Yoni pearls can also increase your chances of developing an infection.

“Yoni pearls are foreign objects,” explains Gaither. “The mesh is an irritant, which can scratch the vagina,” which in turn, can cause injury or chronic irritation.

In addition, she says, yoni pearls “can serve as an industrial for bacterial growth, and can increase the risk of infection.”

This is because yoni pearls kill “good” bacteria, like Lactobacillus acidophilus, a bacteria that produces lactic acid in the vagina to prevent the growth of harmful bacteria.

When you’re pregnant, your vagina is already more vulnerable to infections, such as yeast infections, thanks to increased estrogen levels and changes in your vagina’s pH levels.

In addition, studies do suggest that some common vaginal infections, such as bacterial vaginosis, can increase your risk of miscarriage in the first and second trimester.

And to “detox,” yoni pearl instructions dictate that they should be left inside the vagina a long time (24 to 48 hours). This is dangerous and can severely increase your risk of dangerous infection.

Tampons, for comparison, aren’t supposed to be worn for more than 8 hours because they can lead to toxic shock syndrome, a serious bacterial infection that can be life threatening if left untreated. Yoni pearls are left in even longer, putting you at even greater risk of this dangerous infection.

Yoni pearls can also lead to pelvic inflammatory disease, which can do a lot of damage to your reproductive system, leading to ectopic pregnancy, long-term pain, and infertility.

It’s difficult to say for certain, but you should know that most miscarriages occur because of things outside your control.

In other words, miscarriages are generally not the result of something you did or didn’t do.
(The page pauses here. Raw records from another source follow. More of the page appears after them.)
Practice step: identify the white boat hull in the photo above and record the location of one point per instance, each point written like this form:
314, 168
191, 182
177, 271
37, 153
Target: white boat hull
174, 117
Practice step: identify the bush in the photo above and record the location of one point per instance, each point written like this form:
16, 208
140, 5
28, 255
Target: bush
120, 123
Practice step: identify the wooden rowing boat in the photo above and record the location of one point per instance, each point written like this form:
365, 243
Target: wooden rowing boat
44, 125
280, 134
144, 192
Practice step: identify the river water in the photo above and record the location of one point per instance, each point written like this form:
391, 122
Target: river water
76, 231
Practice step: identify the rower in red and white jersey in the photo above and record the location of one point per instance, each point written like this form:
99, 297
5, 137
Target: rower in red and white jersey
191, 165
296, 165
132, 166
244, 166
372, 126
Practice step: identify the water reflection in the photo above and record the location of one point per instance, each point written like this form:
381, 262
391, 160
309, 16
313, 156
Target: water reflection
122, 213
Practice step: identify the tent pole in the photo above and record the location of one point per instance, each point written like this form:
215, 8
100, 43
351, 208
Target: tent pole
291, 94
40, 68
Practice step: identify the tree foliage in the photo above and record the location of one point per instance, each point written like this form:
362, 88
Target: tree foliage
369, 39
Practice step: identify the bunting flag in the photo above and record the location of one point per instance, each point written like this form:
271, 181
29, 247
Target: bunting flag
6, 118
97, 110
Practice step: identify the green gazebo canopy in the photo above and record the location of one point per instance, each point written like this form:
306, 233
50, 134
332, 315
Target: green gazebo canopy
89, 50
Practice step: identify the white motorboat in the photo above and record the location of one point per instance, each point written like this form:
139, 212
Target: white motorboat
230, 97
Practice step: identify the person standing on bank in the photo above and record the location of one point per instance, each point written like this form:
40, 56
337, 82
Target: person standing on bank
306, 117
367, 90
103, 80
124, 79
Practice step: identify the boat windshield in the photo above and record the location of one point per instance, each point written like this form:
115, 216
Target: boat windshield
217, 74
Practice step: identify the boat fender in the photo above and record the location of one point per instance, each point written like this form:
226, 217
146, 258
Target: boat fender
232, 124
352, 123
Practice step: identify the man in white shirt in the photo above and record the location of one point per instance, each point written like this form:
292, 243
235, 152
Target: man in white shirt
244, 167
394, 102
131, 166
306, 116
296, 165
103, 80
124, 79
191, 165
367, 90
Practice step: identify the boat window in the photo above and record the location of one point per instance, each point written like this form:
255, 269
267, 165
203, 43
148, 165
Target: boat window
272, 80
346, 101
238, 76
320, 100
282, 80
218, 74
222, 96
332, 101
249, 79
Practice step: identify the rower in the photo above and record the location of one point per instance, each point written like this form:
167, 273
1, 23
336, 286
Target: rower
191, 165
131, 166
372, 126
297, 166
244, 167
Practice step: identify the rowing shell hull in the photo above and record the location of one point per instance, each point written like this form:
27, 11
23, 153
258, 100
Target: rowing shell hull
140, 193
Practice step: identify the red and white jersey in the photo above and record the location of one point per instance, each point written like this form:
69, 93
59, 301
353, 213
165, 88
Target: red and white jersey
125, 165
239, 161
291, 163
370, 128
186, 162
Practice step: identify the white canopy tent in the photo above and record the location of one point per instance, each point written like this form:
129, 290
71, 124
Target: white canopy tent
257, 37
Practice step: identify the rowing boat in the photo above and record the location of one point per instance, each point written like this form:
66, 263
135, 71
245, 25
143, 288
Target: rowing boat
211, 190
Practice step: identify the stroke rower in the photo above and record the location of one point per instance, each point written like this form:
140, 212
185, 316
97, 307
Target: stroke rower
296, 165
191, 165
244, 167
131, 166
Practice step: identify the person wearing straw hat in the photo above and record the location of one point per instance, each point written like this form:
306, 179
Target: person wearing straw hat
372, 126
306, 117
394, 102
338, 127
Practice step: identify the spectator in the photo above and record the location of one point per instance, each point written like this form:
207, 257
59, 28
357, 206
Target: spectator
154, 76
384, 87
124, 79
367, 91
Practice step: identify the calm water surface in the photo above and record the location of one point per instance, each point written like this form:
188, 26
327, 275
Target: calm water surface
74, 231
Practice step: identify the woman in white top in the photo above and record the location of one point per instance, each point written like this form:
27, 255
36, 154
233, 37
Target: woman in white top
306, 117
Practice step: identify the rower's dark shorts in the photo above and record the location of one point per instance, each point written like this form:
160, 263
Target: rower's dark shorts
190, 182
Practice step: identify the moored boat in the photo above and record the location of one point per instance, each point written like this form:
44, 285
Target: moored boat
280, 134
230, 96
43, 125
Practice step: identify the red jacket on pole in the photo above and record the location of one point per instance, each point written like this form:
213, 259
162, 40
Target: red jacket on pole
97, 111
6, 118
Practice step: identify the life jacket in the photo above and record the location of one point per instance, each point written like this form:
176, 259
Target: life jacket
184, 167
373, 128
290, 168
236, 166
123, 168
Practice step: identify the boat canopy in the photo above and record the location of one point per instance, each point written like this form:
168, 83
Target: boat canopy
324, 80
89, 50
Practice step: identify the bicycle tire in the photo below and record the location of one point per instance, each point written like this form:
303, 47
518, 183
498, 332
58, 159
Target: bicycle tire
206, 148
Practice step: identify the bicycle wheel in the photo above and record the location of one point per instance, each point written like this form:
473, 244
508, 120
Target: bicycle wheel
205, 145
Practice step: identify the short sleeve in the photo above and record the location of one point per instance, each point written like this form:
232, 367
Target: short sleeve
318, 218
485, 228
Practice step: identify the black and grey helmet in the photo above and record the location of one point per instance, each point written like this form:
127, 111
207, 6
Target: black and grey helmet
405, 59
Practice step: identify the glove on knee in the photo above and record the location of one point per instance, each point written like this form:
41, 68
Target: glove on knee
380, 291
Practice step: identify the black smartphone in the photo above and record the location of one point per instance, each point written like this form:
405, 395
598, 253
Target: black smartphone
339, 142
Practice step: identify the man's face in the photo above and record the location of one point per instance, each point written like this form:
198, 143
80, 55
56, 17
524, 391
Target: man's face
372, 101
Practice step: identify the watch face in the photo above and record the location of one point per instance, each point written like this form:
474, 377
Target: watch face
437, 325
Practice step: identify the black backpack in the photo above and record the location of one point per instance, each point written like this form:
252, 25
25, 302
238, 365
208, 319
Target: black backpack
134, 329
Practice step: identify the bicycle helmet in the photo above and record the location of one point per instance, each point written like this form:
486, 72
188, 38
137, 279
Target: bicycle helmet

So try not to blame yourself if you have one.

“Most miscarriages are caused by a genetic issue,” says Gaither, such as a chromosomal abnormality in the baby. In fact, estimates suggest that between 50 percent and 70 percent of spontaneous miscarriages occur for this reason, most within the first trimester.

That said, as noted above, infections can increase your chances of a miscarriage. But there are lots of other factors that can lead to miscarriage too, including:

  • malnutrition
  • tobacco, drug, or alcohol use
  • high caffeine intake
  • maternal age or weight
  • hormonal issues
  • thyroid disease
  • diabetes
  • cervical problems
  • uterus anatomy
  • high blood pressure
  • trauma
  • food poisoning
  • certain medications

Sometimes, the cause of a miscarriage just isn’t known.

If you’ve had a miscarriage, your doctor might be able to do a genetic analysis to see if there was a genetic anomaly. And if you’ve had multiple miscarriages, Gaither says that you should talk to your doctor to see if something else is going on.

A lot of yoni pearl users post graphic images of their “detox,” including photos of thick grey discharge that smells bad. But this can actually be a sign of an infection — not that the pearls worked.

Signs of infection to look for include:

  • vaginal itching
  • more vaginal discharge than usual
  • grey, white, or greenish-yellow discharge, especially if it’s frothy or cottage cheese-like
  • a strong odor, especially if it smells fishy
  • pain or burning during urination and intercourse
  • spotting or bleeding (this always warrants a call to your doctor or midwife during pregnancy)

If you experience any of these symptoms after using yoni pearls, contact your doctor for treatment.

In addition, be on the lookout for symptoms of toxic shock syndrome, including:

  • confusion
  • diarrhea
  • fever
  • muscle aches
  • nausea
  • rash
  • seizures
  • vomiting
  • redness around your mouth, eyes, and throat

Seek medical attention immediately if you experience any of these.

Yoni pearls don’t detox, cleanse, or help medical conditions. In fact, they can cause infections, which can be dangerous to your health and the health of your pregnancy. While yoni pearls may not directly cause a miscarriage, these secondary infections could, at least in theory.

If you’re worried about vaginal odor or discharge, talk to your doctor before trying any at-home or “natural” remedies.